Mit heller Hautfarbe sei man im Dorf und im Kindergarten neugierig beäugt worden. „Die Kinder haben immer mit Singen begonnen, wenn sie uns sahen.“ Dann startete die Arbeit: Proben nehmen, Regendaten einsammeln, soziale und infrastrukturelle Rahmenbedingungen herausfinden (van Luong: „Und zwischen den Zeilen lesen!“).
Phase 2: Wer ander'n eine Grube gräbt
Als Duc van Luong 2016 zum zweiten Mal am Kindergarten eintrifft, ist es Februar. Frühling. 36 Grad. Zisterne bauen, das geht schon noch. Nur nicht zwischen 12 und 14.30 Uhr, da pausieren dann auch die einheimischen Arbeiter. Der „Ingenieur ohne Grenzen“ stößt auf bekannte Gesichter, erkennt die Köchin und ihre Kids wieder, den Mann mit den Regendaten. Und dann wird unermüdlich gewerkelt.
[Daheim haben Niels Dögnitz und Co. übrigens dafür gesorgt, dass bei Ankunft des IoG-Teams auch ja die Grube schon gegraben ist. Mit Fotobeweis. Denn Missverständnisse wären fatal gewesen: Die Bauzeit ist knapp kalkuliert. Und wer will schon eine halbfertige Zisterne zurücklassen, weil unaufschiebbar der Heimflug ansteht?]
6 Meter Durchmesser, 2 Meter tief und komplett geschlossen und vor Licht geschützt: Pünktlich vorm Abreisetermin am 23.2.2016 ist die Zisterne fertig (und ebenfalls von oben zu sehen: südlich der Häuser an der Außenmauer).
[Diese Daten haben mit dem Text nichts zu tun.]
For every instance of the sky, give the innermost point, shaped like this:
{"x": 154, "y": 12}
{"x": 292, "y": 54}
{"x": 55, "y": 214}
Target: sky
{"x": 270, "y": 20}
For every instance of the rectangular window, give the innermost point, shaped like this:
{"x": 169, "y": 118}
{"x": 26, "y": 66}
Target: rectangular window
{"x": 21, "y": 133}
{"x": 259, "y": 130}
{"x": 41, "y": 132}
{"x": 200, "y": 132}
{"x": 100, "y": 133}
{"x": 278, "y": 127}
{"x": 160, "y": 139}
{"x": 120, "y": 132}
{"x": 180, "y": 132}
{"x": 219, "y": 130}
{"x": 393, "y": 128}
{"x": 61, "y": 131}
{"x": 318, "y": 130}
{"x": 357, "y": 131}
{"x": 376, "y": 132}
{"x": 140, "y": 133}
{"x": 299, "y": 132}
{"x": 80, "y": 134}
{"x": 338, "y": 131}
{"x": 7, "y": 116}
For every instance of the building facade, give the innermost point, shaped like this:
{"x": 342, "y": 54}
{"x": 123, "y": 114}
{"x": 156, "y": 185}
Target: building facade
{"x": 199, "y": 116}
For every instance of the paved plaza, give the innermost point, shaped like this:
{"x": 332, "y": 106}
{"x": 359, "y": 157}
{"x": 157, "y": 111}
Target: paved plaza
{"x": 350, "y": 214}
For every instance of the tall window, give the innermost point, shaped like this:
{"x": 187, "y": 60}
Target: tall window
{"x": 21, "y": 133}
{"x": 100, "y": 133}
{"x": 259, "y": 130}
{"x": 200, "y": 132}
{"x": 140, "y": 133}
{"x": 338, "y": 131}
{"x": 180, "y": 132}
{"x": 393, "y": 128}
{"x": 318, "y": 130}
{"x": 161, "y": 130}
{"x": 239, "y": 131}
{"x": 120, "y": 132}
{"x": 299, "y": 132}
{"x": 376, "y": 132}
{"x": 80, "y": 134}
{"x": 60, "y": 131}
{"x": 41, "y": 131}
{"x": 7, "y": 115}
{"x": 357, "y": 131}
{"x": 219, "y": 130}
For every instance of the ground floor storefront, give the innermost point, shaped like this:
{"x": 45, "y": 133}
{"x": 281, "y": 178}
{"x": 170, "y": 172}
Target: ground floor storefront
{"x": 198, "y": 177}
Ein unterirdisches Rohrsystem wird das Regenwassers künftig von den angebundenen Dächern zur Zisterne leiten. Nur aushärten muss sie noch.
„Manches war in Togo auch nicht anders als daheim: Planer und Ausführende sind sich nicht immer grün, es gab da auch Streitgespräche“, schildert van Luong: „ Aber dass Normen und Prüfwerte und das Einplanen von Ressourcen sinnvoll sind, das konnten wir erfolgreich vermitteln.“ Niels Dögnitz ergänzt: „Egal wo - unser Tun hat immer auch etwas mit Knowhow-Transfer zu tun. Wenn nach einem unserer Projekte unser Muster im Nachbardörfern zur Kopiervorlage wird, dann ist das der eigentliche Erfolg!“
Phase 3: Nachschauen, wie „die Sache läuft“
Apropos Nachhaltigkeit: Beim dritten Tomegbé-Aufenthalt 2017 reisten zwei andere IoG-Mitglieder nach Togo – kontrollierten, besserten Kleinigkeiten nach und organisierten einen Workshop zur Reinhaltung und Wartung.
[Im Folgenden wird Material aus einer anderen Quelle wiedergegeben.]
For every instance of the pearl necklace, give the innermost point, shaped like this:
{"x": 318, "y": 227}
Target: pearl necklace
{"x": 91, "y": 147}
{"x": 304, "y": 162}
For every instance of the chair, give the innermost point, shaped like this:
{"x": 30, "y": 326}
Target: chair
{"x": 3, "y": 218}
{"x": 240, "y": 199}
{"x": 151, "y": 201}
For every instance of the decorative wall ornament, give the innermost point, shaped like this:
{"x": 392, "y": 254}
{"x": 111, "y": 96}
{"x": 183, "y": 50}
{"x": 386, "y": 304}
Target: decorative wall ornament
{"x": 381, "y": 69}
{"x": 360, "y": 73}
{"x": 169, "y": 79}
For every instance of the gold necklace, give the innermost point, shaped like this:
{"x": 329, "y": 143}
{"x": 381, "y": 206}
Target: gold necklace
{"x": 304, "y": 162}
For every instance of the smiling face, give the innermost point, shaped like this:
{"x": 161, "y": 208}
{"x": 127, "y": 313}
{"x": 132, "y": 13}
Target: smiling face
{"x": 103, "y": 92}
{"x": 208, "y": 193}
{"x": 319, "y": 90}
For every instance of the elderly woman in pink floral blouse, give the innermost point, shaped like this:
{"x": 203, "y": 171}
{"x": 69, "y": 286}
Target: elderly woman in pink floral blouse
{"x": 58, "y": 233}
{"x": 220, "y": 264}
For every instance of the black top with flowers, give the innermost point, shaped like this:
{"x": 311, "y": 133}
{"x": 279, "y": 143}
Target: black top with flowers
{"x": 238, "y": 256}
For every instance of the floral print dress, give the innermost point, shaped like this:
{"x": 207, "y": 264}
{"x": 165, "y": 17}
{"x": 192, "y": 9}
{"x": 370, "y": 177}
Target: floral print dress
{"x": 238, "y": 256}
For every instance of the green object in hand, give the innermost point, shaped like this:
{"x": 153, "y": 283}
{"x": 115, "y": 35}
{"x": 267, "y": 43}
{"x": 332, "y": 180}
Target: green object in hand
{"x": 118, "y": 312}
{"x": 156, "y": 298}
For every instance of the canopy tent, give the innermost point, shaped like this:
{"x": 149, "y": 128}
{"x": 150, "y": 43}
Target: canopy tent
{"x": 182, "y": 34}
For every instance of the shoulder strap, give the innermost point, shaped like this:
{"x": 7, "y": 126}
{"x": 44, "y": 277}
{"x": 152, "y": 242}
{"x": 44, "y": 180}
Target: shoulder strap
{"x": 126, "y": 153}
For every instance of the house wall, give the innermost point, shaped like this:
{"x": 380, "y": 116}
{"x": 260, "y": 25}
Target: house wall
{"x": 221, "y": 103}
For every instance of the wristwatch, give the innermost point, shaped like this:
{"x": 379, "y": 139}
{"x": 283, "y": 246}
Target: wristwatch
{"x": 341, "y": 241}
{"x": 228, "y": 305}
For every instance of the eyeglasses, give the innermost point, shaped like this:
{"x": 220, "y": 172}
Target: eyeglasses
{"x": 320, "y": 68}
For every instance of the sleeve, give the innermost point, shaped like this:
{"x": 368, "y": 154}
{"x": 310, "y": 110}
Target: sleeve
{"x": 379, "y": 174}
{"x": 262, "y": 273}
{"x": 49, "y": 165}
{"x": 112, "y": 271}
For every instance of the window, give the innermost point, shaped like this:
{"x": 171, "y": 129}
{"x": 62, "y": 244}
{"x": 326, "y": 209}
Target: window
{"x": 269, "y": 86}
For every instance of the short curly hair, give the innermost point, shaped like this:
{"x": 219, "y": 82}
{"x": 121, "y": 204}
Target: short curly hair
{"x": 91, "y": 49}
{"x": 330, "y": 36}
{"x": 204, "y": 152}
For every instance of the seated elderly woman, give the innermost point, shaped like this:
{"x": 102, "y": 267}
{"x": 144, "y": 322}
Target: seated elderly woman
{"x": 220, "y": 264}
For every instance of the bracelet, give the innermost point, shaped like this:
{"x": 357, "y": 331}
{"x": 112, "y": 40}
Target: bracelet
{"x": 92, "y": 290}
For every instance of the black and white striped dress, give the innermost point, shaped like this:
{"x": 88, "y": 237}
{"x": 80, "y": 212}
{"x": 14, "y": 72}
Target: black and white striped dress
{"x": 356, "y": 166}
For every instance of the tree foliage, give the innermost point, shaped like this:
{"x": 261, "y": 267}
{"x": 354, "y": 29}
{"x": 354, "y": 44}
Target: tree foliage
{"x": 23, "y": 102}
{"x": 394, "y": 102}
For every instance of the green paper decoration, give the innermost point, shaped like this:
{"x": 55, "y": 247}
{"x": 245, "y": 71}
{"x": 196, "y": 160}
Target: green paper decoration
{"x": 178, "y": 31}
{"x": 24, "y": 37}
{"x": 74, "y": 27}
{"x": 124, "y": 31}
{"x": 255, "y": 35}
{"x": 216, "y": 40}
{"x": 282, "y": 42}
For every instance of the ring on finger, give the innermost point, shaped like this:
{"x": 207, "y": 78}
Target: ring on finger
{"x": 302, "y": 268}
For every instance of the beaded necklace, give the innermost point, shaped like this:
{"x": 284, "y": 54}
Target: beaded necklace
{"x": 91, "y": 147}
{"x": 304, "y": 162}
Phase Dreieinhalb: Kenia wartet
Derweil steht für die Leipziger „Ingenieure ohne Grenzen“ das nächste Projekt fest: 2019 geht es zur Erkundung nach Kenia, an den Victoria-See. Dort, in Watema, steht eine Schule ohne Sanitäranlagen. Und das soll sich bald ändern.*
* Es verwundert nicht, dass die Leipziger „Ingenieure ohne Grenzen“ hier abschließend anmerken, dass sich dafür gern weitere Leipziger „Ingenieure ohne Grenzen“ finden könnten. Oder Spenden. :-)
(Autor: Reinhard Franke)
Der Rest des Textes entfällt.